UPDATE: Whoops! I'm wrong about the biG agency. I just noticed that if you click on the "creative" tab in the search results, plenty of RF commercial images of handicrafts (and of just about everything else) come up. The "editorial" tab is selected by default, so all my searches there have been in vain. More confused than ever now... ūüôĀ

How do you know these don't have releases?

Their contributers often go to great lengths to get releases, even when it might seem nigh-on impossible*.

I once had a file rejected there as a possible IP concern. The reviewer happened to highlight the extremely tiny area of concern, which doesn't always happen.

I easily cloned out the mark, but out of curiosity went back to the site and found there was a red mark/rough splodge, which could conceivably have been a logo or bit of artwork, but was where something had been stuck onto a grey-painted object, and pulled off revealing the red paint below.

 

*I've posted this before, but clearly I'm going about it the wrong way. I've emailled various people/entities asking for releases and usually don't get replies. One said "under no circumstances" would they permit a release on the interior of the building, as they wanted to control how such images are used, wanting to maintain a high-class perception. As there were several hundred of these on Alamy then (2011), I emailled OldAlamy to tell them. They weren't interested, I got nothing back other than the auto-reply, and there are still hundreds of interior pics on Alamy.

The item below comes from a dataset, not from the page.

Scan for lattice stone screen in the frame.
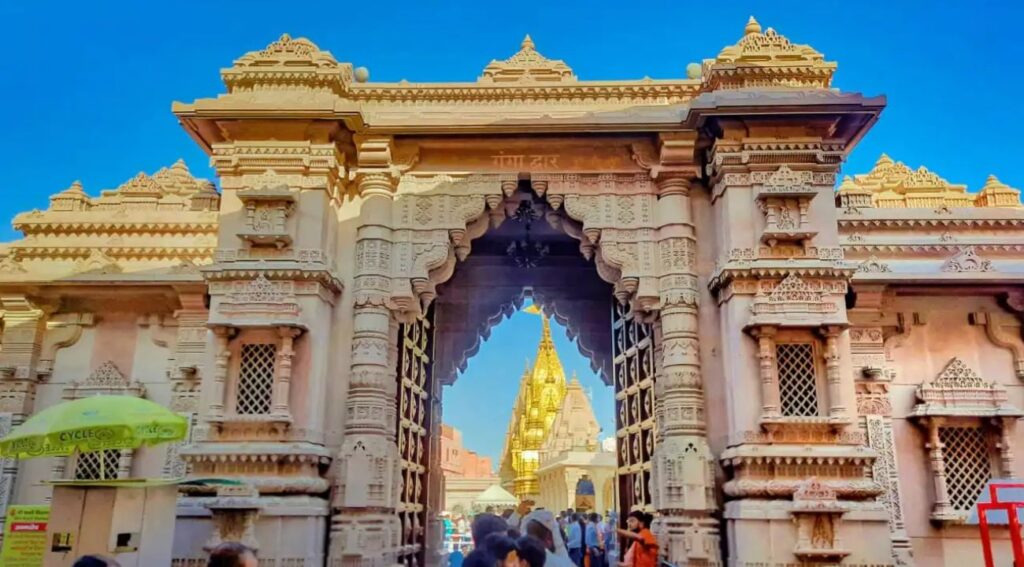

There are signs forbidding photography on prominent show, but I got permission to photograph them for a course I was doing, but not for selling as stock.

 

The person who designed the interior has been dead for over 70 years, which probably makes the togs think the work is safe to upload.

Of course, I don't know if these photos were released, the togs having contacted someone else. I'd be really miffed if so - I emailled the person indicated as the contact person for enquiries when I got permission to photograph for my course.